Stay out!  Keep out of our church!  We always say as we drive by.  We don't want your type in here!
Last night, on our way to our own church for a square dance (Maryland's official Folk dance) we saw the chains again.  We have no chains on our parking lot.  Some of the neighborhood kids skateboard there.
Stay out!  Keep out of our church!  You're not like us and we don't want you!
Jake says, "Keep away!  We're an antique!"
Now Jake's ten.  He had no idea how funny that statement actually is, and maybe even a little profound.  There's a protective quality to some old-line churches, isn't there?  As if somebody different might just walk in, touch things, and church and God as they know it might crumble around them, and then what?
All this to say, let's make today a day we don't stagnate.  See Will's blog about the Sudan if you want to feel deeply.


Blogger Deborah said...

When I lived in Nova Scotia, a tiny Anglican church with beautiful stained glass windows in the village of Bear River used to leave its heavy wooden door unlocked so that any time of the day or night, one could go inside the sanctuary and pray.

I used to avail myself of that sacred spot often, sometimes spending up to two hours there alone praying because my life back then was so full of anguish.

Then, one day I discovered someone had thrown a rock through one of the stained glass windows. A rock right through the only window that depicted Jesus. Shards of glass lay on the altar.

After that, the church stayed locked.

I wonder what assaults from the world that congregation with the chain across its parking lot has experienced. Have they been hit with a law suit because somebody skateboarding broke their collarbone? Were young people doing wheelies in the parking lot and risking their lives? Has their church lawyer warned them of legal liabilities if they don't put up the chain?

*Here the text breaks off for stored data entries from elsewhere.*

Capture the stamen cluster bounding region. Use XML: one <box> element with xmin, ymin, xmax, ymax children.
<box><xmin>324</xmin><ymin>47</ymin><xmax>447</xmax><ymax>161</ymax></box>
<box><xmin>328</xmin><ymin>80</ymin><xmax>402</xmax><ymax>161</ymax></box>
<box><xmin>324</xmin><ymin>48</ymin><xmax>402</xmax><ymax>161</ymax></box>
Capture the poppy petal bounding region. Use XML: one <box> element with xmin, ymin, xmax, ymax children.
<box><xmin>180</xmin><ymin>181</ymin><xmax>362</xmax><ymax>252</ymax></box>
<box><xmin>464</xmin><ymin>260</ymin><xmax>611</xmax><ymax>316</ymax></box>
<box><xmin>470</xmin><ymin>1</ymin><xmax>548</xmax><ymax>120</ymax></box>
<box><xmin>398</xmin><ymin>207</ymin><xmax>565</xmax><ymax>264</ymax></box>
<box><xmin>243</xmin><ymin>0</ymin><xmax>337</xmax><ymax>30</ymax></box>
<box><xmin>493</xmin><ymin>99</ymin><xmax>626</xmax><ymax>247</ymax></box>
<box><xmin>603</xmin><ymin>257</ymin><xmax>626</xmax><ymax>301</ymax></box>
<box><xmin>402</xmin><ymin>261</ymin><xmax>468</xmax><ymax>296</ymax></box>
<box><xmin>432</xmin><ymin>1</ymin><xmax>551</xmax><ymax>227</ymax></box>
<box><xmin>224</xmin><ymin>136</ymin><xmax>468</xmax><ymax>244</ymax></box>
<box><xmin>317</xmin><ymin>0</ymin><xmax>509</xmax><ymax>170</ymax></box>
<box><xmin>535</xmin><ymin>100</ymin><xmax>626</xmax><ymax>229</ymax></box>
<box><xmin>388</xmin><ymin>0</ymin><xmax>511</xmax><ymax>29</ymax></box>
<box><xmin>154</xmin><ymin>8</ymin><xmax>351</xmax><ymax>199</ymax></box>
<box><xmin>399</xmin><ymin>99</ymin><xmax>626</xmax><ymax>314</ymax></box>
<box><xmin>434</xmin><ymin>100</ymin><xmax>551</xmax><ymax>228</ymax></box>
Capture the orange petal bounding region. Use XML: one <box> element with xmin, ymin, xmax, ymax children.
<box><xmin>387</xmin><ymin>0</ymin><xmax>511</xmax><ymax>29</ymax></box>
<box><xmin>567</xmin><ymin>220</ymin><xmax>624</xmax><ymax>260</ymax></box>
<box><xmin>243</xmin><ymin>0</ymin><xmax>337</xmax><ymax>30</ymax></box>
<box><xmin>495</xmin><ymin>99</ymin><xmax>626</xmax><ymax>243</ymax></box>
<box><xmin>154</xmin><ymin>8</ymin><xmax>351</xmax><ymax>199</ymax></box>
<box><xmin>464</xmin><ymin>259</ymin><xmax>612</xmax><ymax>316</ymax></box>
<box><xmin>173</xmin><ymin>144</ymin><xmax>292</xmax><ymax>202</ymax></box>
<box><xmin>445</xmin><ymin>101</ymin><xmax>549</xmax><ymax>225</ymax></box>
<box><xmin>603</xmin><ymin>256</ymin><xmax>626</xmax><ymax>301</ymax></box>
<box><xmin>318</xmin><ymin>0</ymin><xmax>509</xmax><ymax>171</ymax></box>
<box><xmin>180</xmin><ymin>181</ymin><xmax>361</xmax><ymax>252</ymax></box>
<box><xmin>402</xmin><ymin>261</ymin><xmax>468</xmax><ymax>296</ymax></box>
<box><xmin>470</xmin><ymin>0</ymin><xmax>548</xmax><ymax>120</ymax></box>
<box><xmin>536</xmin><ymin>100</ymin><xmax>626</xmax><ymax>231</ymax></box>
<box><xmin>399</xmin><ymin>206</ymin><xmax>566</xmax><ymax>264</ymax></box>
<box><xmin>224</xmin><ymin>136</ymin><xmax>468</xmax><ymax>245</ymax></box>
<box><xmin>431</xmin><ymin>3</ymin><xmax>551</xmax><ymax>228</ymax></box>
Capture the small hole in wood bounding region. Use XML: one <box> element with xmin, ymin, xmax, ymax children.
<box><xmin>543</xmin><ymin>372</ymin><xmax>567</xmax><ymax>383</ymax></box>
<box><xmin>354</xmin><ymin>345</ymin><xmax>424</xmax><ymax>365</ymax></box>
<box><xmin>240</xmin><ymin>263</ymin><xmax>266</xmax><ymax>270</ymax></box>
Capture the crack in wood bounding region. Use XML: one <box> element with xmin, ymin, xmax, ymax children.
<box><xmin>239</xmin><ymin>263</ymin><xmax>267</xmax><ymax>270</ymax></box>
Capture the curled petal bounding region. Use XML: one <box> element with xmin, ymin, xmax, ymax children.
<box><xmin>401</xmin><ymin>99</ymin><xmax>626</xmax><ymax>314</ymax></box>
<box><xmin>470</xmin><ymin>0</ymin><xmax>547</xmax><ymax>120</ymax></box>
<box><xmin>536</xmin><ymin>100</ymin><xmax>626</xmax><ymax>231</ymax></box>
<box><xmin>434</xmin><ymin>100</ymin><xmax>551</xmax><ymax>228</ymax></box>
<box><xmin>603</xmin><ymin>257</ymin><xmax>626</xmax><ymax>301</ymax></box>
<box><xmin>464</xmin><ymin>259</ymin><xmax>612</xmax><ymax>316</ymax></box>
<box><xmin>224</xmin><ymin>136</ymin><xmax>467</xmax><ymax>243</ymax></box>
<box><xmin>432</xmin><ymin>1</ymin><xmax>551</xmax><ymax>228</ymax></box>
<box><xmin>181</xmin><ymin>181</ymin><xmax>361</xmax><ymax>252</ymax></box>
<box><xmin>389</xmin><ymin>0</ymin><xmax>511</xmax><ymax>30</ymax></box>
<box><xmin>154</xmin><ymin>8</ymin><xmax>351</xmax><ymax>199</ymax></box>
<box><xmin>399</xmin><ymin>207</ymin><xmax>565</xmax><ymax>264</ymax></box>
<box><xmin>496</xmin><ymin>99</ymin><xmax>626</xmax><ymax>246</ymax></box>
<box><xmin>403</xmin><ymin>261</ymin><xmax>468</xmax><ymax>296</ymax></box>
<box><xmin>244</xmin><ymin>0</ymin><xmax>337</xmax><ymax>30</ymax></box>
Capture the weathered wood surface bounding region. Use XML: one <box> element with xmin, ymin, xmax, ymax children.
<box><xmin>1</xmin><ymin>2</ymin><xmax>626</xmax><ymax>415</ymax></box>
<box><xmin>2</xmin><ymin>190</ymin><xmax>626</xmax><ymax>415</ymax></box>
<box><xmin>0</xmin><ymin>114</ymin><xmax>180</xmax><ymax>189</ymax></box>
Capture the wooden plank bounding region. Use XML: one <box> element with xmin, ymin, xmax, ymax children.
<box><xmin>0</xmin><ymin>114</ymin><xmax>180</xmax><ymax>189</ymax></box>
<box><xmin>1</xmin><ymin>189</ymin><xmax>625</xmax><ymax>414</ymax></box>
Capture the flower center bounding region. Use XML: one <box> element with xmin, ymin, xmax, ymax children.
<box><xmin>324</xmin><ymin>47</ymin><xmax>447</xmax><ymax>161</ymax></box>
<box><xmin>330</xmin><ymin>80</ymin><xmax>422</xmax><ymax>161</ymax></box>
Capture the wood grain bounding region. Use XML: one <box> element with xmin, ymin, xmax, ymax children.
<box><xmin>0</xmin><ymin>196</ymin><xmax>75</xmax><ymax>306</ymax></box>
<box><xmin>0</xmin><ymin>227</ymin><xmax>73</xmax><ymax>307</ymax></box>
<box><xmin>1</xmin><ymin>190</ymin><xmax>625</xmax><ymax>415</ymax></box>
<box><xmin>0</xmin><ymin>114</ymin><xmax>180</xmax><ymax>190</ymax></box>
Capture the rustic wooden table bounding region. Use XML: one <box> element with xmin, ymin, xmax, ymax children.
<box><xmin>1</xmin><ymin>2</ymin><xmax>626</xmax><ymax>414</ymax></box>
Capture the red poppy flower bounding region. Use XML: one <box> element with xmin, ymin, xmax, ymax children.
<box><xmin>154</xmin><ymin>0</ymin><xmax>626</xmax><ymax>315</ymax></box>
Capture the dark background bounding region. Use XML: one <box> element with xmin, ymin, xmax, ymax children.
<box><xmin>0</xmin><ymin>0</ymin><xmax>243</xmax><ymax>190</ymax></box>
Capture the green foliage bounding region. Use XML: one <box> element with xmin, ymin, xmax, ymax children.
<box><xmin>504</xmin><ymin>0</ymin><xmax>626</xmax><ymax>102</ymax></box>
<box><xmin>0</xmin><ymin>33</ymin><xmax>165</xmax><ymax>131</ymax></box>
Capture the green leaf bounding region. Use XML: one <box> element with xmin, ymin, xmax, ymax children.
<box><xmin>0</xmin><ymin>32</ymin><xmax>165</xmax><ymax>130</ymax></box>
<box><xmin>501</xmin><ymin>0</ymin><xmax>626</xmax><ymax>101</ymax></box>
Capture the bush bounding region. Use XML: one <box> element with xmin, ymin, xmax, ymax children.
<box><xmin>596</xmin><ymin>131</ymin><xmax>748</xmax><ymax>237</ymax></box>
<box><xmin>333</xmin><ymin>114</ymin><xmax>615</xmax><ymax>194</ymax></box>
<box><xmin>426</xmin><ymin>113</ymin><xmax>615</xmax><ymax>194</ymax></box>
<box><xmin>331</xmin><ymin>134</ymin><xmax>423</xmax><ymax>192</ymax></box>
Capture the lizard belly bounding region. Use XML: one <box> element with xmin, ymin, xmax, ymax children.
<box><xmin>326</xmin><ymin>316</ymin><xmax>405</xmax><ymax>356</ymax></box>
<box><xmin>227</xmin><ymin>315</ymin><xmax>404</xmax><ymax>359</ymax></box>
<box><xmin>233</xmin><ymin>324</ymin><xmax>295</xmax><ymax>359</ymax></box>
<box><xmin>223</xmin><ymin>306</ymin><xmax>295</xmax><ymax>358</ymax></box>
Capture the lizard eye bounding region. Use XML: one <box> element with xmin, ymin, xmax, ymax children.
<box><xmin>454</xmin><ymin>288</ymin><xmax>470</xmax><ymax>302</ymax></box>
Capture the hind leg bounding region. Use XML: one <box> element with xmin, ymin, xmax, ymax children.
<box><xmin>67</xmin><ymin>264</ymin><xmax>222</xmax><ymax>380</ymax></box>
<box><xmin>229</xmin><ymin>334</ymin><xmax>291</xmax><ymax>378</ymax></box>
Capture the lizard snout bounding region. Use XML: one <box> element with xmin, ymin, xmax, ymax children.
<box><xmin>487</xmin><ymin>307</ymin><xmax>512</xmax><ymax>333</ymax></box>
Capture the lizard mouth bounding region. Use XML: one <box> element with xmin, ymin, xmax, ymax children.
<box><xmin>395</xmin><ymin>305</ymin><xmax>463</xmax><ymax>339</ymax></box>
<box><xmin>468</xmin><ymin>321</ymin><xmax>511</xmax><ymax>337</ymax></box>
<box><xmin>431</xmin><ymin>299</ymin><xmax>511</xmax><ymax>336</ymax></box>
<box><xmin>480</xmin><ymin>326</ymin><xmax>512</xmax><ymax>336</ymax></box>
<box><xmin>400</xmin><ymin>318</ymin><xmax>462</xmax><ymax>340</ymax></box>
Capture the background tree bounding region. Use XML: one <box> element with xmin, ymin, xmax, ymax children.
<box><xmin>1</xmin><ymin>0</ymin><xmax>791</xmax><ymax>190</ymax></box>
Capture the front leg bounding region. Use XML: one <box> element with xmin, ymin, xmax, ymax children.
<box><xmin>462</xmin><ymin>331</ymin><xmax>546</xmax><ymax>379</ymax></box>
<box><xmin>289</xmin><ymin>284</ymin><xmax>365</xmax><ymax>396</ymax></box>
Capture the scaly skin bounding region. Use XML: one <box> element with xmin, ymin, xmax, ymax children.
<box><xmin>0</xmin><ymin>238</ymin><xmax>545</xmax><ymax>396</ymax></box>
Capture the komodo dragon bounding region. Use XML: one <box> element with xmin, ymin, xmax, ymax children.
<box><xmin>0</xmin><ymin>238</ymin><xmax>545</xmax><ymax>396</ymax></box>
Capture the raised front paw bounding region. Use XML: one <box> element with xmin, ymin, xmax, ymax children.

Some members of old line churches have been deeply hurt by change--the music isn't what they were comfortable with, the prayer books are gone, so are the hymnals, the theology doesn't even seem the same.

Though I support and love a seeker friendly church, I now attend an antique where many of the people are grumpy because of change and have stedfastly resisted it. And I see some of the richness in the tradition that's now being in danger of being lost and say, wow, this antique is worth preserving and cherishing. That tradition is new to me, and I'm drinking deep and the water is not stagnant at all.

It is sad when antiques end up in museums, roped off, where no one can touch them or enjoy them.

But I understand the protective quality, because I see something so worth preserving that I wouldn't want the altar replaced by an overhead screen, or pews replaced by stacking chairs. I yearn for the days of old cathedrals that took years and years to build and exhibited the kind of craftsmanship you never see these days in modern, functional churches. I yearn for a convergence of beautiful music and words and architecture and theology and living faith. So often, you only have one out of five or two out of five. The churches with the beautiful architecture and music have rotten theology, the churches with good theology have lousy music and architecture.